University of Konstanz biologists have discovered a phosphorus-based bacterial metabolism that is both new and ancient, thanks to a calculation from the 1980s, a sewage plant, a new bacterial organism, and a remnant from around 2.5 billion years ago.


Source: University of Konstanz

A research team from Konstanz has uncovered a bacterial metabolism based on phosphorus that is both new and ancient. Team members on the picture (from left to right): Nicolai Müller, David Schleheck and Bernhard Schink.

The story begins at the end of the 1980s, with a sheet of paper. On this sheet, Bernhard Schink, now professor at the Limnological Institute of the University of Konstanz, calculated that the conversion of the chemical compound phosphite to phosphate would release enough energy to produce the cell’s energy carrier – the ATP molecule.

It should therefore be possible for a microorganism to supply itself with energy. Unlike most living organisms on our planet, this organism would not be dependent on energy supply from light or from the decomposition of organic matter.

Key enzyme unknown

Schink actually succeeded in isolating such a microorganism from the environment. Its energy metabolism is based on the oxidation of phosphite to phosphate, just as predicted by the calculation. However, the key enzyme needed to understand the biochemistry behind the process remained hidden – and thus the mystery remained unsolved for many years.

But three decades after he made the calculation on paper, an unexpected discovery set the ball rolling again. What had been in the back of his mind for many years was finally found in, of all places, a sewage plant in Konstanz, only a few kilometres from Bernhard Schink’s laboratory.

Zhuqing Mao, a biology doctoral researcher from Konstanz, examined a sewage sludge sample and discovered a second microorganism that also gets its energy from phosphite.
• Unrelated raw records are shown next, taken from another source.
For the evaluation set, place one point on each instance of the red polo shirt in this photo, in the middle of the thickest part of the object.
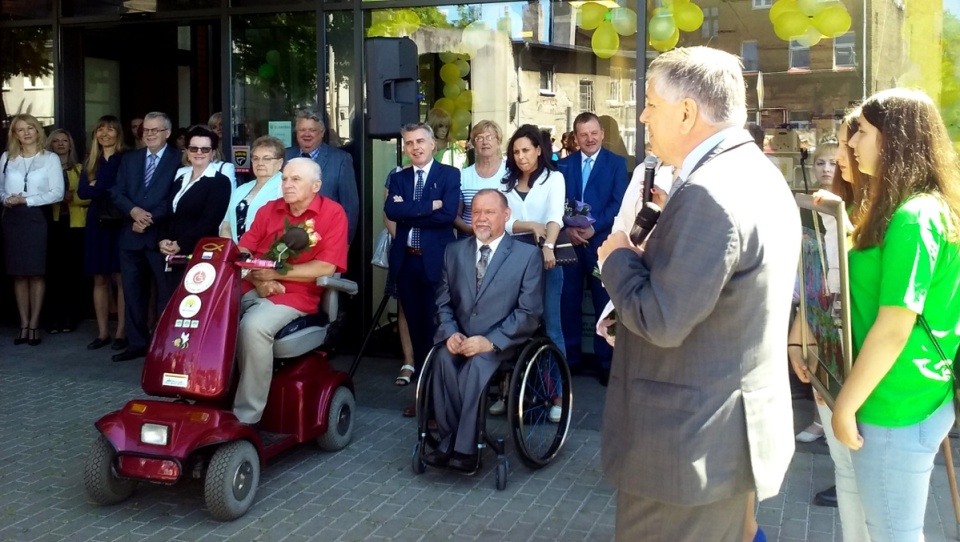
(329, 221)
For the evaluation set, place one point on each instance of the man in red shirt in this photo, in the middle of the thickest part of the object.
(271, 300)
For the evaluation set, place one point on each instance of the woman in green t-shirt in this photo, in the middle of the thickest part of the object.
(895, 406)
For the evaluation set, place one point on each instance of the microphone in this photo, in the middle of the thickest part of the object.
(646, 220)
(649, 171)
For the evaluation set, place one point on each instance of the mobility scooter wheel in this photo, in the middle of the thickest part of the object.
(232, 478)
(102, 485)
(339, 421)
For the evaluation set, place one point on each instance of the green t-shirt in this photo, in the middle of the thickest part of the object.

The Konstanz biologists led by Bernhard Schink placed this bacterium in an environment in which it had only phosphite as a food source and the bacterial population grew.

Autotrophic organism

“This bacterium subsists on phosphite oxidation, and as far as we know, exclusively on this reaction. It covers its energy metabolism this way, and can build up its cell substance from CO2 at the same time,” explains Schink. “This bacterium is an autotrophic organism, like a plant. It does, however, not need light like a plant, as it draws its energy from phosphite oxidation”.
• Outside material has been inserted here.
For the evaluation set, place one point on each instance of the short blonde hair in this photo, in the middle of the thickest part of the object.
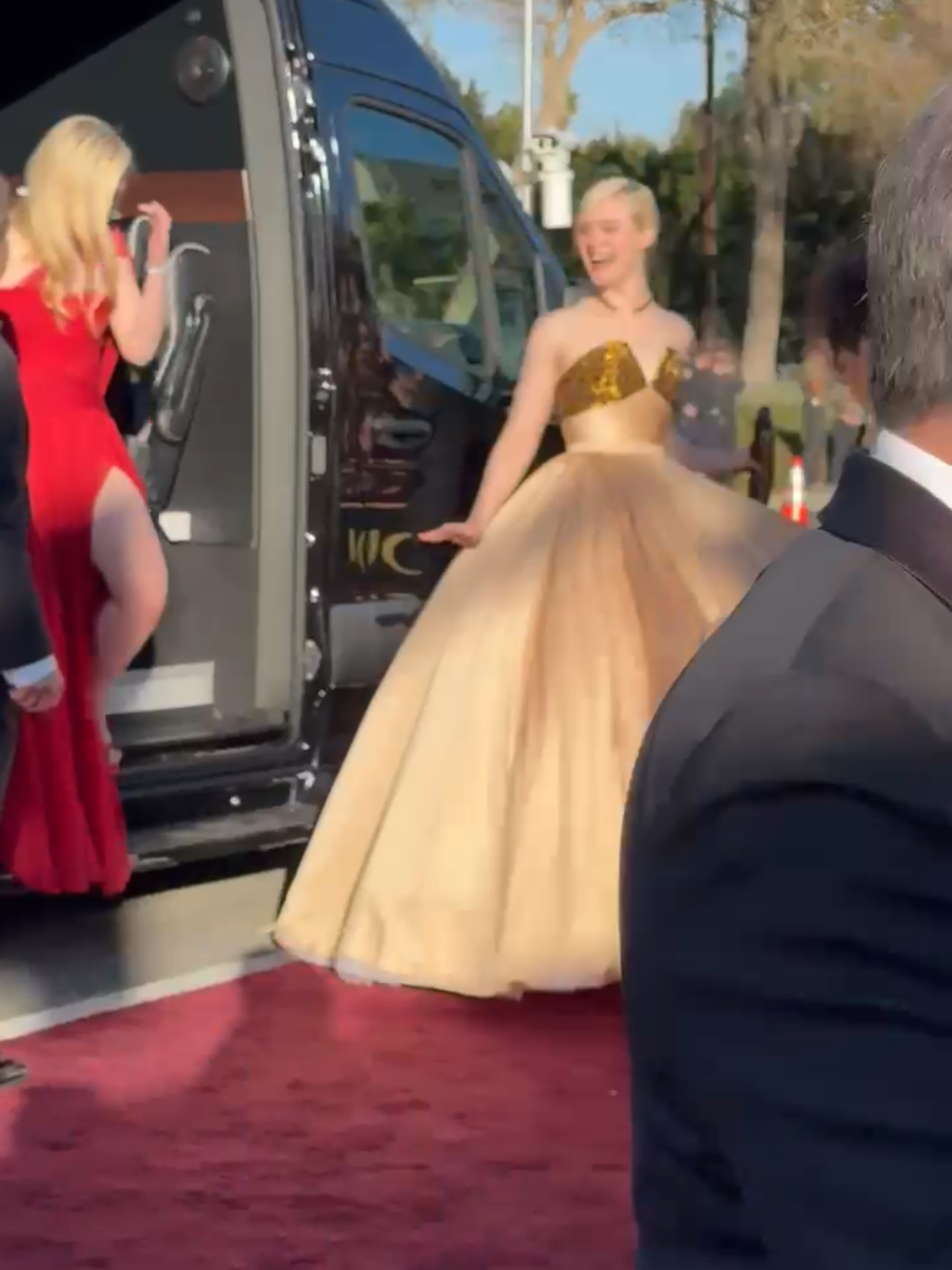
(641, 201)
(71, 183)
Surprisingly, it turned out that the bacterium is not only a new species, but actually forms an entirely new genus of bacteria.

From that point on, things happened very quickly. A whole network of Konstanz researchers dedicated themselves to unravelling the mystery, including Bernhard Schink, Nicolai Müller, David Schleheck, Jennifer Fleming and Olga Mayans. They produced a pure culture of this new bacterial strain, in which they were finally able to identify the key enzyme that triggers the oxidation of phosphite to phosphate.

Breakthrough experiments

“The breakthrough came with Nicolai Müller and his enzyme experiments,” says David Schleheck. Nicolai Müller succeeded in clearly demonstrating the enzyme’s activity, thereby uncovering the biochemical mechanism behind the key enzyme. Olga Mayans and Jennifer Fleming created a three-dimensional model of its enzyme structure and active centre to understand the reaction pathway.

“What was very surprising was that during its oxidation, phosphite is apparently coupled directly to the energy-carrier precursor AMP, whereby the energy carrier ADP is created. In a subsequent reaction, two of the generated ADPs are converted to one ATP, on which the organism ultimately lives,” Nicolai Müller outlines the reaction pathway.

The discovery of this new type of energy metabolism is outlined in a paper in PNAS. The research team thinks that this type of metabolism is by no means new, but very old, even ancient: around 2.5 billion years old.

Early days

“It is assumed that in the early days of evolution, when the Earth was cooling down, phosphorus was still present to a large extent in a partially reduced form and was only later gradually oxidized. The metabolism we have now discovered fits very well into the early phase of the evolution of microorganisms,” Bernhard Schink explains.

The biochemical mechanism that the bacterium uses for its metabolism is therefore not new, but has most probably been preserved from the primeval times of our planet: back when life on our planet began and the first microorganisms had to feed on inorganic compounds such as phosphite.

Thus the new scientific findings provide clues to the early biochemical evolution on our planet, and provide the key to a biochemical mechanism that makes life possible in very hostile places, possibly even on alien planets.